- Genre: Drama
- Based on: Fallen Angel by Don Snyder
- Written by: Don Snyder
- Directed by: Michael Switzer
- Starring: Gary Sinise Joely Richardson
- Country of origin: United States
- Original language: English

Production
- Producer: Anne Hopkins
- Editor: Mark Rosenbaum
- Running time: 120 minutes
- Production company: Hallmark Hall of Fame

Original release
- Network: CBS
- Release: November 23, 2003

= Fallen Angel (2003 film) =

2003 film directed by Michael Switzer

Fallen Angel is a 2003 Hallmark Hall of Fame television film directed by Michael Switzer and starring Gary Sinise and Joely Richardson. It was rerun in December 2004 and has been shown since then on the Feeln on-demand movie service, which shows many Hallmark Hall of Fame productions. It is based on the novel of the same name by Don Snyder, who also wrote the teleplay.

==Plot==
Successful California attorney Terry McQuinn looks back on his childhood in Maine. He's the son of a widowed caretaker who is too engrossed in his work to spend much time with his son, possibly out of incurable grief following the early death of Terry's mother. When Terry's father dies, he returns to Maine to take care of and settle his father's small estate. While there, Katherine Wentworth, a New York social worker, asks Terry to re-open a house on the estate that her parents had once owned, wanting to show it to her adopted, blind daughter, Olivia.

Terry has flashbacks to his boyhood and his original meeting with Katherine as a young girl, when her parents came to his house one winter. He remembers going with Katherine and her father, a former professional football player, to deliver Christmas presents to hospitalised children, something her father did every year. One night, after the deliveries, her father's car skidded on an icy road and inadvertently killed a mother and her child. Though police ruled it an accident and planned not to pursue charges, Katherine's father disappeared completely. Terry also discovers his own father kept many pictures of their little family for years after his mother died.

When he meets Katherine again, Terry is taken by her warmth and her daughter's love of life. He learns Katherine's father' Charles, isn't dead, as his brother Warren had indicated, but alive and homeless, having worked many years at the hospital, where he still donated Christmas presents annually to children there.
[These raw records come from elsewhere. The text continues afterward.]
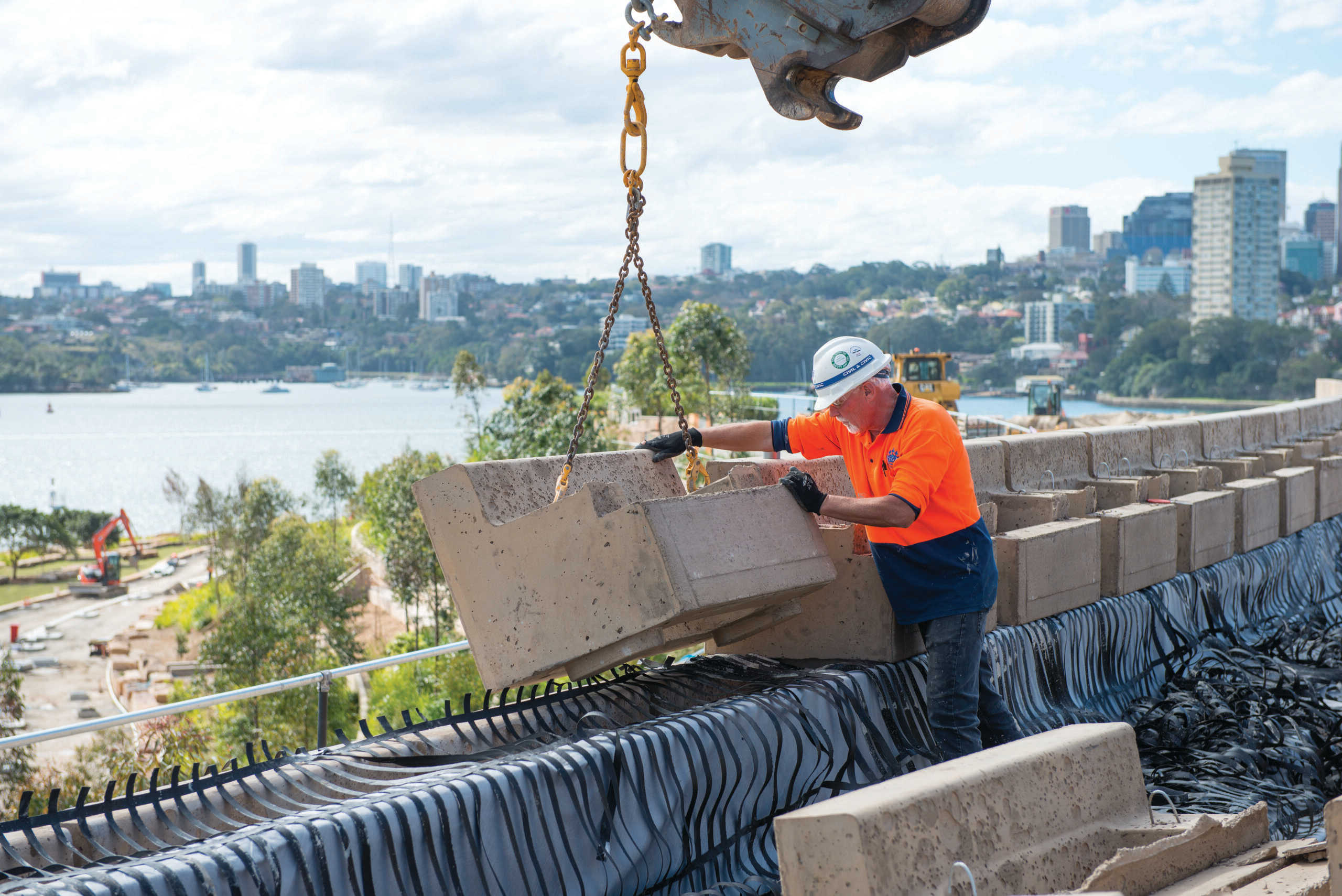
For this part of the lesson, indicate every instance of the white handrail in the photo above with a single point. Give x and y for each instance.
(229, 697)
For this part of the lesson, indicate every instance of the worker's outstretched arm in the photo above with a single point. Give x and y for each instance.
(751, 435)
(885, 512)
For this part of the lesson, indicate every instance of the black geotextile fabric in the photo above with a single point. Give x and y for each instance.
(682, 801)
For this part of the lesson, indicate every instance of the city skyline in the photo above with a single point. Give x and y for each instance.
(961, 149)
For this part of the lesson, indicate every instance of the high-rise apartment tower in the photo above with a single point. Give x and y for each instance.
(1069, 226)
(246, 263)
(1237, 261)
(716, 258)
(1270, 163)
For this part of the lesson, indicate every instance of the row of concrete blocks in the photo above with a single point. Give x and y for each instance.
(1082, 514)
(629, 565)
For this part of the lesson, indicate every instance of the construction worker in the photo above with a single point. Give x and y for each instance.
(914, 494)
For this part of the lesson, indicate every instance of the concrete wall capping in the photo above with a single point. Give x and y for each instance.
(1065, 804)
(1259, 428)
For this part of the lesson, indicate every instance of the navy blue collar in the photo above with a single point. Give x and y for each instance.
(897, 416)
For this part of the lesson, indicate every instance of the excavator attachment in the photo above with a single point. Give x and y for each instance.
(624, 566)
(800, 49)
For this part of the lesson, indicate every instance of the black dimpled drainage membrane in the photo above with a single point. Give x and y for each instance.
(666, 780)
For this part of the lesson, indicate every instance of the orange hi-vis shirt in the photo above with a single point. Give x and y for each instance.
(919, 458)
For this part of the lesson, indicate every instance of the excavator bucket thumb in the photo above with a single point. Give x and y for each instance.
(624, 566)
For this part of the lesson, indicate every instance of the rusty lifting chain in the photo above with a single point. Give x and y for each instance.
(633, 63)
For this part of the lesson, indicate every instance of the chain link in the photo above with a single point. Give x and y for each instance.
(633, 258)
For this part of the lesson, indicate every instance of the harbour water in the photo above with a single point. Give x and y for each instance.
(106, 451)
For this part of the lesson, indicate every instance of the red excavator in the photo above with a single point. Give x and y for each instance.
(104, 575)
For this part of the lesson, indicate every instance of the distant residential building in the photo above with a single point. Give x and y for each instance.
(308, 285)
(410, 277)
(246, 262)
(440, 297)
(1148, 278)
(388, 304)
(1069, 226)
(716, 258)
(1305, 255)
(262, 296)
(1044, 320)
(1237, 263)
(1109, 244)
(371, 275)
(624, 326)
(1270, 163)
(66, 287)
(1321, 222)
(1160, 222)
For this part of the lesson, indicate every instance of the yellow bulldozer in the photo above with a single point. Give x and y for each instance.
(924, 376)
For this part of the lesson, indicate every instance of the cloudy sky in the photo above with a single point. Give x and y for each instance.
(140, 136)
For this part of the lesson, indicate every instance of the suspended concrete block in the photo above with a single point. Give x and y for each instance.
(1206, 529)
(1258, 502)
(1300, 494)
(624, 566)
(1035, 816)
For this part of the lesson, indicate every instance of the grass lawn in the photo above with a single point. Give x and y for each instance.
(13, 593)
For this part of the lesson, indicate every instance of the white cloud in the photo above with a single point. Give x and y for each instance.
(154, 135)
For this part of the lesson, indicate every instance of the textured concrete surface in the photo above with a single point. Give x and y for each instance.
(1223, 435)
(1139, 548)
(1259, 428)
(1297, 509)
(1271, 459)
(607, 575)
(1047, 462)
(1232, 469)
(1333, 829)
(1176, 443)
(1258, 502)
(1139, 871)
(850, 619)
(1035, 816)
(1206, 529)
(1047, 569)
(1287, 419)
(1328, 479)
(1118, 451)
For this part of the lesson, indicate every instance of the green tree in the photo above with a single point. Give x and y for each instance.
(23, 529)
(537, 420)
(17, 765)
(468, 383)
(336, 483)
(289, 621)
(179, 495)
(396, 529)
(706, 336)
(639, 373)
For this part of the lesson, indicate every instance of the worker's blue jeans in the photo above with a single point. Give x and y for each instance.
(964, 709)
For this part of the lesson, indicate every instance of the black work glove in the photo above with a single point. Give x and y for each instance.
(672, 445)
(804, 489)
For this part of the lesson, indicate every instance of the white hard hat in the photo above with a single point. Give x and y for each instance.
(842, 365)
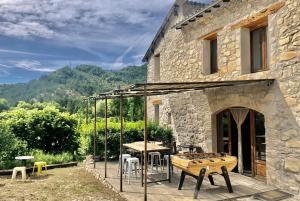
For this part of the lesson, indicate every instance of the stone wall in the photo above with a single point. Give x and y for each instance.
(193, 114)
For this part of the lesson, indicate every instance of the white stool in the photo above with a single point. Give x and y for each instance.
(124, 158)
(153, 156)
(19, 169)
(132, 163)
(166, 158)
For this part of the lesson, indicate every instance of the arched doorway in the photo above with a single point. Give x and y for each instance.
(253, 140)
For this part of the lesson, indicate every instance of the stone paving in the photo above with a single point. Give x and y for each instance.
(244, 187)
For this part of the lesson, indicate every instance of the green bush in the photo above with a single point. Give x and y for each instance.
(42, 126)
(10, 145)
(133, 131)
(52, 158)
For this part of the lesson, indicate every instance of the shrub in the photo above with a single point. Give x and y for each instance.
(133, 131)
(10, 145)
(43, 127)
(52, 158)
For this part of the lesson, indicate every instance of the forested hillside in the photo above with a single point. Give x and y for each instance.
(67, 85)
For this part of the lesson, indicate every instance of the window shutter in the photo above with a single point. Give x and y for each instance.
(245, 51)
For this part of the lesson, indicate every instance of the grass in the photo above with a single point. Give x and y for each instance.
(59, 184)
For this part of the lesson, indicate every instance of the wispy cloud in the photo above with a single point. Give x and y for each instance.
(59, 32)
(26, 53)
(31, 66)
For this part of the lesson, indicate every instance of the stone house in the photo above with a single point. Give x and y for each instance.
(234, 40)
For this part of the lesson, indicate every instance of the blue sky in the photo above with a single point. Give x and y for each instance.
(40, 36)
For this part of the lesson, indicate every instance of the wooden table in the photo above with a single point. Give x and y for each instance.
(151, 147)
(24, 158)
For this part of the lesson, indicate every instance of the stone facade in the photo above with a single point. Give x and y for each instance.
(193, 114)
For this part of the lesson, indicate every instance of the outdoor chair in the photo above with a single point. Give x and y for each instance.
(166, 158)
(155, 158)
(132, 164)
(39, 166)
(19, 169)
(124, 159)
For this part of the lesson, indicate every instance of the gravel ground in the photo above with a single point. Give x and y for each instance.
(59, 184)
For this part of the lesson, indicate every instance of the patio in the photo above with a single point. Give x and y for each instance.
(243, 186)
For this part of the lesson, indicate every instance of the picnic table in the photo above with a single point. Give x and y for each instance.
(24, 158)
(151, 147)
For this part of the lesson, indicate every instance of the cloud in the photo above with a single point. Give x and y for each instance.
(31, 65)
(25, 53)
(111, 34)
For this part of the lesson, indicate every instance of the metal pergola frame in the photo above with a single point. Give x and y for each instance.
(152, 89)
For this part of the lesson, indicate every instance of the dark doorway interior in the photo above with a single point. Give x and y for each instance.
(253, 140)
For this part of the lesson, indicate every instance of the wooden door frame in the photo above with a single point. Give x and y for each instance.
(252, 136)
(253, 142)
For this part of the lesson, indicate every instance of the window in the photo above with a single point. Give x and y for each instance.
(157, 67)
(254, 46)
(214, 56)
(258, 43)
(156, 113)
(210, 53)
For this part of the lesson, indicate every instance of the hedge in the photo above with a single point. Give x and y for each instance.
(133, 131)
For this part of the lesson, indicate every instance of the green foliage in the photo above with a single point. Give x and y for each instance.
(43, 127)
(10, 145)
(133, 131)
(66, 86)
(3, 104)
(133, 108)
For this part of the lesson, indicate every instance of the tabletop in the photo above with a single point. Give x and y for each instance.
(24, 157)
(139, 146)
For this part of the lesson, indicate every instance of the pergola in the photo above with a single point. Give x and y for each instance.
(147, 90)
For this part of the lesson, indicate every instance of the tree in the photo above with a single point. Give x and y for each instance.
(43, 127)
(3, 104)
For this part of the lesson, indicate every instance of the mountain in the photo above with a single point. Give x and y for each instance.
(67, 85)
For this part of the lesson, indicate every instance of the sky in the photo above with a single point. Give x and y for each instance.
(40, 36)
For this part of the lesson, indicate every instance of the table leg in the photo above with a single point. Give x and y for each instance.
(142, 169)
(169, 166)
(199, 182)
(182, 177)
(227, 180)
(211, 180)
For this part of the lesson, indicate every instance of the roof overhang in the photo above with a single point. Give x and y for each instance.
(201, 13)
(156, 89)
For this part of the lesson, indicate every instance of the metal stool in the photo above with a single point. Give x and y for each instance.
(166, 158)
(39, 166)
(153, 156)
(132, 163)
(19, 169)
(124, 159)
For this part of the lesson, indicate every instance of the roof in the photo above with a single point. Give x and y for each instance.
(155, 89)
(201, 12)
(161, 30)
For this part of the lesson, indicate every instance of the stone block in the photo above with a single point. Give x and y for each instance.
(297, 178)
(292, 165)
(293, 144)
(285, 56)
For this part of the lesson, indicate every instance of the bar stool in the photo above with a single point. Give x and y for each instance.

Terry becomes uncertain whether to tell Katherine her father is still alive, and Katherine is uncertain about falling in love with Terry.

==Cast==
- Gary Sinise as Terry McQuinn
- Joely Richardson as Katherine Wentworth
- Dave Nichols as Charles Wentworth
- Michael Rhoades as Mac McQuinn
- Gordon Pinsent as Warren Wentworth
- Jordy Benattar as Olivia
- Jake Brockman as young Terry
- Ryan Simpkins as young Katherine
- Rick Roberts as Charles at 30
- Alisa Wiegers as Katherine's mother

== Production ==
Fallen Angel was filmed in and around Toronto.

==Reception==
Fallen Angel was nominated for a PrimeTime Emmy award for its music score by Ernest Troost. Sinise, Richardson, and Benattar won as actors for Character and Morality in Entertainment Awards in 2005, as did Snyder (teleplay), director Michael Switzer, and producer Anne Hopkins.

TV Guide found that Sinise gave "a touching performance", while the Chicago Tribune described the film as a "gentle drama". A review at The Movie Scene stated. "What this all boils down to is that "Fallen Angel" is one of those Hallmark Christmas movies which whilst built on some familiar building blocks oozes charm as well as featuring a pleasant mystery which keeps you watching." Movie Guide praised the film as follows: "is beautifully produced, in the tradition of Hallmark Hall of Fame. It is a movie that deals with overcoming pain and suffering, dealing with the past, learning forgiveness, and seeing prayers answered in unexpected ways, many years after they were uttered. Although it’s a character study, it keeps you on the edge of your seat. Without sex or violence, there is a tangible sense of jeopardy and a concern for these characters". The Toledo Blade found it "light but satisfying".